Five lessons for kids from Pacman vs. Margarito
By Gina Abuyuan
For Yahoo! Southeast Asia
Manny Pacquiao does more than make Filipino hearts swell with pride and lower the crime rate to almost zero during a fight.
On a micro-scale—the family unit, the level that matters the most—he opens the opportunity for kids to learn what winning is all about, especially in this time and age when victory means crushing the enemy and gloating.
Sensing the frenzy online and my furious following of tweets on the fight, my twin sons asked me: “Why does Pacquiao always win?” “Because he practices like crazy!” I answer instantly.
According to Outliers by Malcolm Gladwell, successful individuals—The Beatles, Bill Gates, for example—have spent at least 10,000 hours of their lives doing what they have become famous for.

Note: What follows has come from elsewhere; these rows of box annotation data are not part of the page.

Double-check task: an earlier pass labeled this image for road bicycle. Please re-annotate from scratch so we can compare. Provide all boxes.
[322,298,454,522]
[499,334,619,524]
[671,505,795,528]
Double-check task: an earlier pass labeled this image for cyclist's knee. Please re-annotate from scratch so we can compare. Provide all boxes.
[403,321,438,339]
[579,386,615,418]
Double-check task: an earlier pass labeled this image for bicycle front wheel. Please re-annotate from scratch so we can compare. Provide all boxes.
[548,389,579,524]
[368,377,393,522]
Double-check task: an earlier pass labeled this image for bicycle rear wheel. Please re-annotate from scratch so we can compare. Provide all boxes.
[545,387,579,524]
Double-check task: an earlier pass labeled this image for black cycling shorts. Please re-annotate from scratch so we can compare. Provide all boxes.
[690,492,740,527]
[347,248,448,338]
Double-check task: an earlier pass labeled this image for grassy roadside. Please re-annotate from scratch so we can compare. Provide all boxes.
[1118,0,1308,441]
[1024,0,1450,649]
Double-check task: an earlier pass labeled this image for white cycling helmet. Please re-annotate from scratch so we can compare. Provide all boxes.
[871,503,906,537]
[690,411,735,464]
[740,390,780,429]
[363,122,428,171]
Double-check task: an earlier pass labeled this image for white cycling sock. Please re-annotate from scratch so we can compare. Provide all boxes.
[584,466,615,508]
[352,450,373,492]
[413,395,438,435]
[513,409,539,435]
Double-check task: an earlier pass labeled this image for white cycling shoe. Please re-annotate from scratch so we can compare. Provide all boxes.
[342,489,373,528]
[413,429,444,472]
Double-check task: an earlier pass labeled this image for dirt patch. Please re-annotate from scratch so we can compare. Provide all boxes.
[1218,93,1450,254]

Make this fact relatable to your children by pointing out what they like to do, or what skill or talent they have. One of my sons, Mateo, is heavily into origami—not just the paper boat and and plane stuff, but the hardcore, intricate creations: trilobytes, crane with feet, five-petalled lily, frog. He even gave “lessons” recently at Expo Kid in Rockwell. He began last year on his own, sans teacher, and was hooked.
Lesson no. 1: Practice, train, and rehearse your skills every chance you get.
But Pacquiao didn’t ALWAYS win. In 2005, he lost to Erik Morales. After, Freddie Coach came into his life and has since been unbeatable. I point this out to Marco and Mateo. “To also win, you have to have a good coach or mentor.”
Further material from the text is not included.